Wir sind nun endlich soweit, dass wir einen Stifthalter für die Moleskine anbieten können – allerdings etwas anders, als wir uns das ursprünglich gedacht hatten… Wir konzipierten eine eigene Lösung und fanden den Prototypen auch ganz toll, haben dann aber trotzdem darauf verzichtet, weil wir neben den Moleskine bald auch Leuchtturm-Notizbücher anbieten werden (die neue farbige Kollektion der Hardcover – v.a. die weissen – sehen gelasert fantastisch aus).
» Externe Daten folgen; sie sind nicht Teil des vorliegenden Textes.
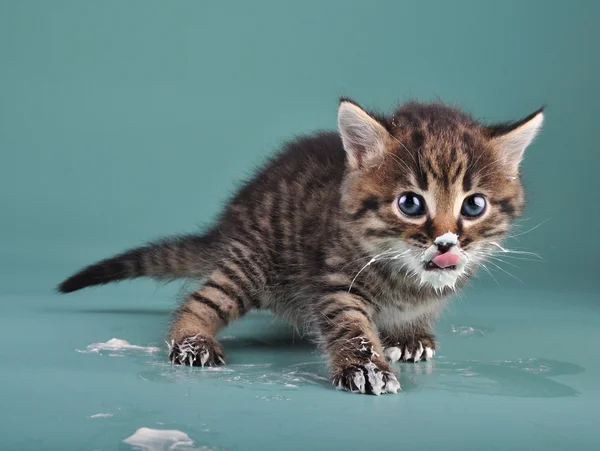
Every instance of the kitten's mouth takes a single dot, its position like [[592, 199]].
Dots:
[[431, 266]]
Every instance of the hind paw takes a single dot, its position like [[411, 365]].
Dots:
[[199, 350], [410, 352], [366, 378]]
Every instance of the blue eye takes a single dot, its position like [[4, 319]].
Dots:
[[473, 206], [411, 204]]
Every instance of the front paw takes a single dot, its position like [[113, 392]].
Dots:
[[366, 378], [413, 351], [199, 350]]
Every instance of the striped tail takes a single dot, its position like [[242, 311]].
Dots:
[[168, 259]]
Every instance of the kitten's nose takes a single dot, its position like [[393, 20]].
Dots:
[[446, 242], [444, 247]]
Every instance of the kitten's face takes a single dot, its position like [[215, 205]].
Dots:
[[430, 188]]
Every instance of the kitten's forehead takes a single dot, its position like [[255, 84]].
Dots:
[[443, 147]]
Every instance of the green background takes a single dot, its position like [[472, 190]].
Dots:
[[125, 121]]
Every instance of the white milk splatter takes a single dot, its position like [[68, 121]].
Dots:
[[115, 345], [101, 415], [164, 440]]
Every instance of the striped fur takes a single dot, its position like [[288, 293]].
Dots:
[[316, 236]]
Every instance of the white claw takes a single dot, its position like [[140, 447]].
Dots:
[[204, 355], [419, 352], [429, 353], [392, 385], [393, 353]]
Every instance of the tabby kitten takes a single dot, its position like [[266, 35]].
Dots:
[[359, 236]]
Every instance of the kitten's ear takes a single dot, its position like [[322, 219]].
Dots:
[[364, 138], [514, 138]]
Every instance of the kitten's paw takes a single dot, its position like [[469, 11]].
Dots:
[[412, 352], [366, 378], [199, 350]]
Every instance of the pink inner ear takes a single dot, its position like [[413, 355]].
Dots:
[[445, 260]]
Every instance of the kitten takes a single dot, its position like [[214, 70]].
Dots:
[[359, 236]]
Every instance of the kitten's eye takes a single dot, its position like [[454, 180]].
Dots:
[[411, 204], [473, 206]]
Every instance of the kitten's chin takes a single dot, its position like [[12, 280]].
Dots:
[[439, 279]]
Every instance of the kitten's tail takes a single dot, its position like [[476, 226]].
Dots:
[[168, 259]]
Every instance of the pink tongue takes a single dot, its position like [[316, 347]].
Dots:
[[445, 260]]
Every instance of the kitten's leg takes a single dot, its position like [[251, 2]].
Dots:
[[352, 345], [229, 293], [410, 343]]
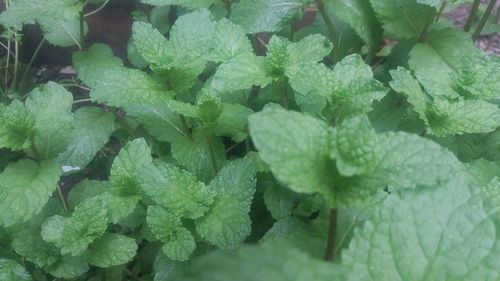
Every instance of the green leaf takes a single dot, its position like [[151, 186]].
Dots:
[[92, 130], [354, 146], [25, 187], [440, 57], [404, 83], [16, 126], [73, 234], [360, 16], [228, 223], [192, 4], [435, 233], [403, 19], [350, 87], [69, 267], [178, 242], [256, 16], [254, 263], [196, 153], [151, 44], [176, 190], [463, 116], [111, 250], [125, 190], [230, 41], [27, 11], [91, 64], [388, 160], [12, 271], [295, 146], [86, 189], [50, 105], [241, 73], [123, 87], [233, 121]]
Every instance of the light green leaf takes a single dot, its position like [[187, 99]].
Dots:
[[241, 73], [195, 154], [360, 16], [403, 19], [151, 44], [228, 223], [25, 187], [295, 146], [434, 233], [230, 41], [440, 57], [233, 121], [69, 267], [91, 64], [463, 116], [354, 146], [12, 271], [192, 4], [111, 250], [123, 87], [178, 242], [125, 190], [86, 189], [92, 129], [73, 234], [16, 126], [50, 105], [256, 263], [176, 190], [256, 16], [404, 83]]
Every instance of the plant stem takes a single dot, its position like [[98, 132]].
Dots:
[[441, 10], [330, 26], [63, 201], [228, 4], [483, 20], [472, 15], [212, 152], [82, 30], [30, 63], [332, 236]]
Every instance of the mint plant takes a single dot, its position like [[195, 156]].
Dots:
[[235, 145]]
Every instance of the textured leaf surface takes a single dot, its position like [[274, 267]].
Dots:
[[295, 146], [91, 64], [111, 250], [435, 233], [176, 190], [167, 227], [228, 223], [241, 73], [51, 105], [16, 126], [195, 154], [254, 263], [25, 187], [403, 19], [12, 271], [92, 129], [440, 56], [73, 234], [265, 15], [125, 190]]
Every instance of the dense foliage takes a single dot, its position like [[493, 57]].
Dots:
[[237, 144]]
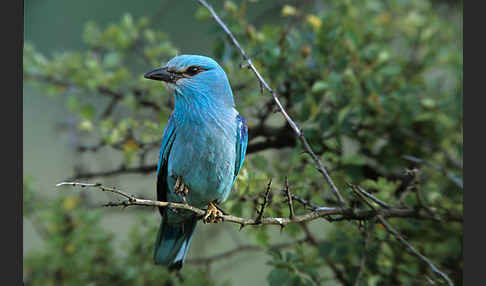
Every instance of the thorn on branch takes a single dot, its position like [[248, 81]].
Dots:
[[289, 198], [264, 203]]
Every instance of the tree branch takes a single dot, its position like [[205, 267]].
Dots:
[[316, 213]]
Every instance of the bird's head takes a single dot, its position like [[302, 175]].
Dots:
[[196, 79]]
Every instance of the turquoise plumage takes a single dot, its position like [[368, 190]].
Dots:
[[203, 149]]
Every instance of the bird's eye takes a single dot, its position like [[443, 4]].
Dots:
[[191, 71]]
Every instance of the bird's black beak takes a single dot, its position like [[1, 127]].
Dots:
[[161, 74]]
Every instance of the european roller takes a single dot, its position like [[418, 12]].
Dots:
[[203, 148]]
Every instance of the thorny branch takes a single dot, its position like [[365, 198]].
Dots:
[[316, 213], [402, 240], [263, 83]]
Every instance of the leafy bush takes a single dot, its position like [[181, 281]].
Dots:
[[369, 82]]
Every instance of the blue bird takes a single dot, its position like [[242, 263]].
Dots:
[[203, 148]]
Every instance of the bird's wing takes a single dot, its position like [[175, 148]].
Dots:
[[167, 141], [241, 143]]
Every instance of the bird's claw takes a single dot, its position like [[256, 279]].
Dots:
[[213, 214], [181, 189]]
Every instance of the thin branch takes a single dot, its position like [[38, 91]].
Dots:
[[241, 248], [318, 212], [264, 203], [397, 235], [292, 124], [362, 263], [456, 180]]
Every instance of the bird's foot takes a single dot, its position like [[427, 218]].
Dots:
[[213, 214], [181, 189]]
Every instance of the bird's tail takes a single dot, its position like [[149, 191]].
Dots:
[[173, 242]]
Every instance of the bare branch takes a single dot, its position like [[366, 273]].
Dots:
[[289, 198], [316, 213], [242, 248], [412, 249], [292, 124], [264, 203]]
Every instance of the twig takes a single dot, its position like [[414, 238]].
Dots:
[[241, 248], [370, 196], [362, 263], [292, 124], [452, 177], [316, 213], [397, 235], [264, 203]]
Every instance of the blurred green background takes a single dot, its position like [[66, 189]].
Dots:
[[368, 81], [49, 157]]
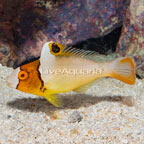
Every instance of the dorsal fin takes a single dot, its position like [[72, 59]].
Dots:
[[70, 51]]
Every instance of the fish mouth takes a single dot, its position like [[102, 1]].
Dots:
[[12, 80]]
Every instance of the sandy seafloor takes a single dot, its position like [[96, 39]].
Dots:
[[112, 113]]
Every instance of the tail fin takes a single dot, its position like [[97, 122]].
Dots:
[[124, 70]]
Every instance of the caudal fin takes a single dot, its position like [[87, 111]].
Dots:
[[124, 70]]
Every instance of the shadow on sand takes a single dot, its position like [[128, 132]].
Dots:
[[69, 101]]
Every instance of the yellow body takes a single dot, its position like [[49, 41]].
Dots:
[[63, 72]]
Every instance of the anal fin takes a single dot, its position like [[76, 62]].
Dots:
[[84, 88]]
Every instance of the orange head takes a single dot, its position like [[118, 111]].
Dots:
[[26, 78]]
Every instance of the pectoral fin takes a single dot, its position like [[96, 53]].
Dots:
[[84, 88], [55, 100]]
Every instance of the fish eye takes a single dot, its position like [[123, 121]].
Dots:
[[55, 48], [23, 75]]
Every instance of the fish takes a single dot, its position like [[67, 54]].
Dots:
[[62, 69]]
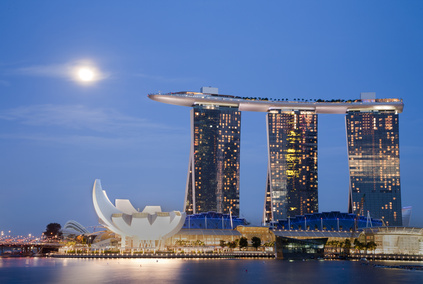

Und weil Leuchtturm ja schon eine wunderbare Stifthalter-Lösung im Programm hat, verzichten wir – zumindest teilweise: seit Freitag bieten wir massgeschneiderte Ledercover für Moleskine Notizbücher Classic A5 und A6 an. Und diese Einbände aus feinem Echtleder kommen mit einer echten kleinen Innovation, einem einfach herausnehmbaren Stifthalter. Die Cover bieten wir im Moment testweise im neuen Shop auf unserer Firmen-Page www.allerleimedien.ch an, zurzeit in naturbraun, weitere Farben folgen bald.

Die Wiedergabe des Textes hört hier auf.